I was talking to another leader earlier this week and they asked me an interesting question:
Is there anything that you intentionally keep doing yourself even if it doesn’t scale?
My first reaction was, I would love to hear your answer (and lots of other people’s answers). So I’m sharing this in the hopes that I’ll learn from your responses too.
As to whether I intentionally do things that don’t scale: yes. Over the course of Coda’s history, there have actually been a few examples of this:
For first few years of Coda, every person in the company rotated into the support queue for a day at a time. That included engineers, designers, executives – everyone.
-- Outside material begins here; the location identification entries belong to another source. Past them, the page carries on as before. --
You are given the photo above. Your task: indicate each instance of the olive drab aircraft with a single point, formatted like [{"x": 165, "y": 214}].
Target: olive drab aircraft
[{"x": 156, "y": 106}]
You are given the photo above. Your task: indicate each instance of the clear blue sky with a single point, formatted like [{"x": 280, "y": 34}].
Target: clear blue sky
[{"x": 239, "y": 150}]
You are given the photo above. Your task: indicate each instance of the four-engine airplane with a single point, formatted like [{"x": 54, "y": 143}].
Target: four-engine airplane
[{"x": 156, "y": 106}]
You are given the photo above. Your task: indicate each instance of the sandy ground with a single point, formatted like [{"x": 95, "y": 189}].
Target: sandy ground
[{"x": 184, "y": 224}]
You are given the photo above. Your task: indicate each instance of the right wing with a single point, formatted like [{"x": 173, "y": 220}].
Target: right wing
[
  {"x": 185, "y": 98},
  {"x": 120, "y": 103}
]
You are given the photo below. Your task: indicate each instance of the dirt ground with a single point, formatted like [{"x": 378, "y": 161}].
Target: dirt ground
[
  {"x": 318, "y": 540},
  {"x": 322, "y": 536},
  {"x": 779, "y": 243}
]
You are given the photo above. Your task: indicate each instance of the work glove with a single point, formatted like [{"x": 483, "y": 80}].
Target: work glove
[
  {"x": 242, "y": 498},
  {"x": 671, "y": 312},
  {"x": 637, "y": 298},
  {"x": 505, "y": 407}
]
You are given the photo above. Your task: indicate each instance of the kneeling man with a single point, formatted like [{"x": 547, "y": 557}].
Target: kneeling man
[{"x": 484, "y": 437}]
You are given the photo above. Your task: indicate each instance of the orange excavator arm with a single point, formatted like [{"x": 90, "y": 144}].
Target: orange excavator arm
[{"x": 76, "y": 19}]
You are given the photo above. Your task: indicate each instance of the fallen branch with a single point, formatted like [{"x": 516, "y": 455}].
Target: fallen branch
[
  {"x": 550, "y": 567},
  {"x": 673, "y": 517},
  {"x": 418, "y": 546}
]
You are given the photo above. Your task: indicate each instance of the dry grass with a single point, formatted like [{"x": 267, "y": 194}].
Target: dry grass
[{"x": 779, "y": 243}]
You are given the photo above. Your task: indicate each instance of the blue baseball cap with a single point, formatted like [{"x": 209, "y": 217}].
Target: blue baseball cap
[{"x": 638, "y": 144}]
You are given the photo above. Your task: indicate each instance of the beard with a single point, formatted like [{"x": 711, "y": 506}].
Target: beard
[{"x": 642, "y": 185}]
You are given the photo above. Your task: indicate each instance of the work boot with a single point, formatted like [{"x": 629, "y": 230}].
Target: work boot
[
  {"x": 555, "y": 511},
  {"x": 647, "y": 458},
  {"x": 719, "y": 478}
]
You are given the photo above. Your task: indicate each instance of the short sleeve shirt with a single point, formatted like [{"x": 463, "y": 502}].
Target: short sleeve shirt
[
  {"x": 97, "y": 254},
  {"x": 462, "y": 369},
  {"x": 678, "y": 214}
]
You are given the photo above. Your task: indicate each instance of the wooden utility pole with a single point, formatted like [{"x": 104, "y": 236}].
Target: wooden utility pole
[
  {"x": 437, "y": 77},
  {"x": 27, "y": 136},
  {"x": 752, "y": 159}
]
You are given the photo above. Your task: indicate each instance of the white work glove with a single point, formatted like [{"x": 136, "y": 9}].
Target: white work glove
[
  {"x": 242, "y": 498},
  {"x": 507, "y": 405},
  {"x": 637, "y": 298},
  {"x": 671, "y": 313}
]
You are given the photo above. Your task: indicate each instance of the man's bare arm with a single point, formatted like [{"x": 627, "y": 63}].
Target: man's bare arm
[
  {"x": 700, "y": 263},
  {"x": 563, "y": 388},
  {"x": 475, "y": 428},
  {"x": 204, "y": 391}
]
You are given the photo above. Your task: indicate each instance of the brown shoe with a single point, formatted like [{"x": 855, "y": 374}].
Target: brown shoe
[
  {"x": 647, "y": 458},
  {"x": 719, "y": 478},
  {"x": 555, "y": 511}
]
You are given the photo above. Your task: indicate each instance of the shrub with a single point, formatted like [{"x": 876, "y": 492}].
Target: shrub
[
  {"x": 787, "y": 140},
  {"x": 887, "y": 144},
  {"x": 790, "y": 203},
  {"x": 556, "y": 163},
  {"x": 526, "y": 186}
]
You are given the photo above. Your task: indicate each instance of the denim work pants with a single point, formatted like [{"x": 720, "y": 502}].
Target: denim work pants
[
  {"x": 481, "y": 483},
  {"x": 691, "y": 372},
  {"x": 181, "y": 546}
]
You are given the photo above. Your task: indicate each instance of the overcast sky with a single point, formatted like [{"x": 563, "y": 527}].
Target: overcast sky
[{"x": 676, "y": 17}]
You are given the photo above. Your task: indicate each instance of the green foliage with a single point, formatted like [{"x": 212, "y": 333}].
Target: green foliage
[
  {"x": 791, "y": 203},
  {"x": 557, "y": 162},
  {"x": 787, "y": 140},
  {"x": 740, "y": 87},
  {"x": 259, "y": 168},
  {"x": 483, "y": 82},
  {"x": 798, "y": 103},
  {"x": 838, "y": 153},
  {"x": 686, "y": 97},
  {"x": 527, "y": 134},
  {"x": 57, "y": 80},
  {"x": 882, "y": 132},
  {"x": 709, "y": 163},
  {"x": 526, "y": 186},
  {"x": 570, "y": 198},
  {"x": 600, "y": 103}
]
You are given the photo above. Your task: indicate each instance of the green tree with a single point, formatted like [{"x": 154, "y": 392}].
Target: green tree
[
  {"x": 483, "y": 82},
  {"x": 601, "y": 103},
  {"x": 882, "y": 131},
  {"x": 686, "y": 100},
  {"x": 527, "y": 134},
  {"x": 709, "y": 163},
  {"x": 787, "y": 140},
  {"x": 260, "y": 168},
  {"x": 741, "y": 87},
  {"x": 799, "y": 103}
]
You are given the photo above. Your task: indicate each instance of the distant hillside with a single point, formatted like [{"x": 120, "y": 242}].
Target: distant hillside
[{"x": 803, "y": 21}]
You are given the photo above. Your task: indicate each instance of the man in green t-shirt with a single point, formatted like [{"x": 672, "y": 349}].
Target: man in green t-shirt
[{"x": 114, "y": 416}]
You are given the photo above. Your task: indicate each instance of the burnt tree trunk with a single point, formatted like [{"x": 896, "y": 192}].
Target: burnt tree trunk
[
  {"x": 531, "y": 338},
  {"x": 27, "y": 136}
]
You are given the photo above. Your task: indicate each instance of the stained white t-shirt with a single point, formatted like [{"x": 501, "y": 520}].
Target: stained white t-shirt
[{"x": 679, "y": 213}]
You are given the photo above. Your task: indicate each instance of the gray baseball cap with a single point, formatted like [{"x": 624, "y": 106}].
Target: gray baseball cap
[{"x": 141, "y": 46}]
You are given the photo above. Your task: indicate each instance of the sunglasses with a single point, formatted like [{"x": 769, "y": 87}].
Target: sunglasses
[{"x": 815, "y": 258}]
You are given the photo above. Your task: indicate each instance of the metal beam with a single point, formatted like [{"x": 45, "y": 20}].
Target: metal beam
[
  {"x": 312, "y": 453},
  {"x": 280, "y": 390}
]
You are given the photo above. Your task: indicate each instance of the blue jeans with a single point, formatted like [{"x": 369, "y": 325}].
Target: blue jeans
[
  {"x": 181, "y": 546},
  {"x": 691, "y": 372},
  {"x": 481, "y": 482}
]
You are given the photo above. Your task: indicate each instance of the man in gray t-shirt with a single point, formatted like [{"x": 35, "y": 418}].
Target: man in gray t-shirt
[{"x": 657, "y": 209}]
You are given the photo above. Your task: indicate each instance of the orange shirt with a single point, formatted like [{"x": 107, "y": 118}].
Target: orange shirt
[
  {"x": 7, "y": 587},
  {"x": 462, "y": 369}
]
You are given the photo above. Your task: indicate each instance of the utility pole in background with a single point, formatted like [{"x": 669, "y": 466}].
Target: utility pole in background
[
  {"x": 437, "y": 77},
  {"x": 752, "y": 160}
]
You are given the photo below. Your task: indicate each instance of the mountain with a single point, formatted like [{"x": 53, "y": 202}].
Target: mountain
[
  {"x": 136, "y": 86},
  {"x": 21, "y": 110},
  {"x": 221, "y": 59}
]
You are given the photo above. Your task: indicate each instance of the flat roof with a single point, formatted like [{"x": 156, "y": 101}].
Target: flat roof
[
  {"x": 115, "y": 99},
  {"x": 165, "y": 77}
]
Eventually, it added too much complexity to scheduling and forecasting product timelines when engineers, designers and PMs would rotate onto support and pause their work for a day. But I think it was incredibly valuable during those years and I’d do it again in an instant.
Our team gained so much empathy for customers when we knew them by name and felt personally responsible for resolving the issue. Nowadays, we’re fortunate to have an incredible Support Team that is regularly cited by customers as a reason they love the company. And we also have multiple rituals to connect our product teams directly to customers. But as we were finding fit in the market, being in the queue was immensely valuable.
Reading pull requests
This seems a little crazy as I write it, but for the first few years at Coda, I read every pull request from engineers. I had an email label and a filter and usually 2-3 times per day, I’d go read every pull request from Github coming through.
As our engineering team grew beyond 20+ engineers that ritual couldn’t scale, but it was insanely helpful when designing the product and working closely on some of the core capabilities that make up the product today. It often helped me have faster conversations with engineers because I knew the context in advance of our discussion. For example, feedback from other engineers in code reviews, or technical constraints that we needed to sidestep.
One thing that doesn't scale as the product’s surface area grows, and that can sometimes feel surprising to teams I work with is copywriting. I’m a big believer that product copy in the product IS an essential part of the design. So sometimes it surprises people how strongly I might feel about the words we use in descriptions or help text. But it’s critical to how customers perceive the product and so I pay close attention to Slack channels and Coda docs where this work is happening.
Finally, not exactly things that don’t scale but perhaps closely related, I subscribe to Amazon’s leadership principle of ‘Leaders dive deep.’ There are so many benefits to staying close to what’s shipping to customers, and having enough context to quickly help a team think about a problem differently or help unblock an effort. Here’s how it’s described on their website:
Leaders operate at all levels, stay connected to the details, audit frequently, and are skeptical when metrics and anecdote differ. No task is beneath them.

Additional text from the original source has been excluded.